While the IEA has been much criticized for denying peak oil predictions of impending oil supply disaster, many commentators seem to brush over one of the most important elements of the energy watchdog’s analysis. How much oil can we consume if we are to have a chance of preventing average global temperatures rising above the critical 2oC mark?

This statistic is perhaps more important than the the estimates of how much oil we can produce to meet burgeoning demand because if we cannot consume all that oil without sending the climate over a tipping point, then we should not worry about whether we can raise production to such elevated levels.

Instead we need to target the maximum sustainable level of oil demand as a ceiling above which we cannot go. It would appear that we are already very close to it.

Indeed, the IEA explains that not only will aggressively reducing demand help to address climate change but it may also head off the threat of a peak oil supply crisis and reduce the vulnerability of oil importing countries to oil price shocks and related economic pain. In making this point the IEA was given to uncharacteristic emphatic prose.

If governments act vigorously now to encourage more efficient use of oil and the development of alternatives, then demand for oil might begin to ease quite soon and we might see a fairly early peak in oil production. That peak would not be caused by any resource constraint. But if governments do nothing or little more than at present, then demand will continue to increase, the economic burden of oil use will grow, vulnerability to supply disruptions will increase and the global environment will suffer serious damage. The peak in oil production will come then not as an invited guest, but as the spectre at the feast. (WEO 2010, P.126)

Clearly government action to aggressively reduce oil demand is in the public interest. But it isn’t in the oil industry’s interest. Particularly that part of the industry that is mostly shut out of the easier to produce oil in OPEC countries, the major international oil companies.

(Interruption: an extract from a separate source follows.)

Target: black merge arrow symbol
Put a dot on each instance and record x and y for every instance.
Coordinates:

The IEA says that under its 450 Scenario – the scenario in which CO2 emissions are stabilized to 450ppm, which stands a 50% chance of keeping global average temperature rise below 2oC – oil demand must peak in 2018 at around 88 Mbpd. The stabilizing affect of this on oil prices will have serious consequences for the IOCs because of their increasing concentration in expensive and risky marginal resources such as the Canadian tar sands, the offshore Arctic and ultra-deepwater. The IEA says this about the declining need for oil under the 450 Scenario:

the need for exploration to find and then develop reservoirs that are as yet unknown is only two thirds of that in the New Policies Scenario, a difference of almost 60 billion barrels. This reduction is equivalent to two-thirds of the estimated volume of oil that is thought to remain to be found in the Arctic and is comparable to the total volume of oil discovered during the past five years. As the oil industry typically develops easy-to-find oil first, this reduced need to bring on new capacity allows the industry to dispense with some of the more costly and more environmentally sensitive projects. (P. 451)

But the industry is not planning for this scenario. The investments it has made in Canadian tar sands and the current push to explore for oil in the hostile and fragile offshore Arctic, show that industry is focused on business as usual, a situation that the IEA claims will ensure catastrophic climate change, economy crippling oil prices and energy insecurity.

In this paper, my co-author and I show how the WEO 2010 demonstrates that the tar sands industry is gearing up for production levels that are not only unsustainable under the IEA’s 450 Scenario but also unrealistic even under the climate wrecking Current Policies Scenario.

We further show that while this year’s 450 Scenario forecasts oil demand in the 2030s at some 25% less than business as usual, these forecasts under all scenarios have been dropping precipitously for the last 7 years. In fact the IEA has slashed some 37 Mbpd off the forecast for oil demand in 2030 between the scenarios across the period. This suggests that not only have we achieved significant potential savings over this decade without trying very hard but that in order to save the climate we can try harder and achieve our goals.

We also show that advocates for the oil industry, be they Canadian government officials, trade associations or oil company executives, frequently refuse to acknowledge the 450 Scenario and instead misuse WEO figures to justify their environmentally and economically unsustainable plans to expand tar sands production.

It will be interesting to see whether the IEA, when it holds its ‘IEA-Day’ event in Cancun on Tuesday, will call the industry to task on this and point out that rather than scraping the bottom of the barrel to meet unsustainable levels of demand, we should be watching the ceiling set by climatic and economic realities, and making sure we stay well below it.